Unforgettable moments at a public  university with the oldest and one of the most esteemed journalism schools in America:

"You need to get out, you need to get out!"

"No, I don't."

"You need to get out!"

"I actually don't."

"All right. Hey, who wants to help me get this reporter out of here? I need some muscle over here!"

And yup, irony of delicious ironies, 44-year-old Melissa Click, the screamer for "muscle" to remove a member of the media covering a student protest in a public  place on campus, is actually a communications professor at the University of Missouri!

Furthermore, only a few days earlier Click had asked for media coverage of the ongoing protest (something to do with Mizzou administrators' alleged failure to move speedily enough in a couple of isolated racial incidents):

“Hey folks, students fighting racism on the MU campus want to get their message into the national media,” Click wrote on her Facebook page. “Who among my friends knows someone who would want a scoop into this incredible topic? This story involves the failure of administrators, a student on day 6 of a hunger strike, and creative, fearless students. If you can help, please let me know!”

But then, once the media actually took a look at what the protest consisted of, Click obviously changed her mind. The reporter who triggered Click's call for "muscle" was a student photographer, Mark Schierbecker, who was videotaping the protest mob's efforts to bully another student photographer, Tim Tai, off of the campus green where they had gathered. Shierbecker's video is certainly racially instructive: a mostly white group trying to intimidate a young Asian. Talk about white privilege!

Prominent among Tai's bulliers was nother non-student on the Mizzou payroll egging on the youngsters, Janna Basler, director of Greek life for the university. Schierbecker captured her putting her hand in front of Tai's face in an effort to block him and refusing to give him her name, calling herself "Concerned Student 1950."  The only "student" at Mizzou with a $67,000-a-year job.
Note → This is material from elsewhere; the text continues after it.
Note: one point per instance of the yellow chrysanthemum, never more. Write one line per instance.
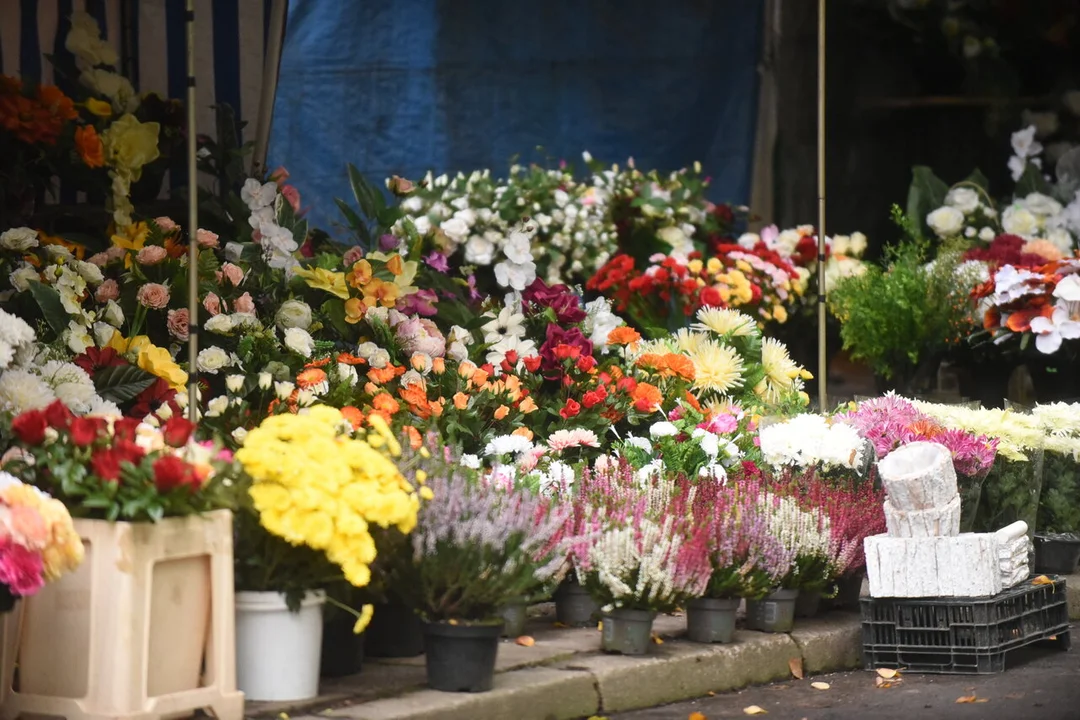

Click's academic career is a news story in itself:

According to her bio on the University of Missouri website, Melissa Click specializes in “audience studies, theories of gender and sexuality, and media literacy”:

"Her research interests center on popular culture texts and audiences, particularly texts and audiences disdained in mainstream culture. Her work in this area is guided by audience studies, theories of gender and sexuality, and media literacy. Current research projects involve 50 Shades of Grey readers, the impact of social media in fans’ relationship with Lady Gaga, masculinity and male fans, messages about class and food in reality television programming, and messages about work in children’s television programs."

Click’s dissertation for her Ph.D. from the University of Massachusetts Amherst was about the “commodification of femininity, affluence and whiteness in the Martha Stewart phenomenon,” according to her CV. You can read the full dissertation here.

And that 419-page dissertation, which examines "how social, cultural and political discourses circulate in and through a mediated text," is a doozy. Given the general mood at Mizzou, which is to give in to whatever itsloudest students yell loudest for, Click looks like a shoo-in for tenure. After all, the activists have already gotten rid of both Mizzou's president, Tim Wolfe, and its chancellor, R. Bowen Loftin. I predict a stellar academic future for Melissa Click.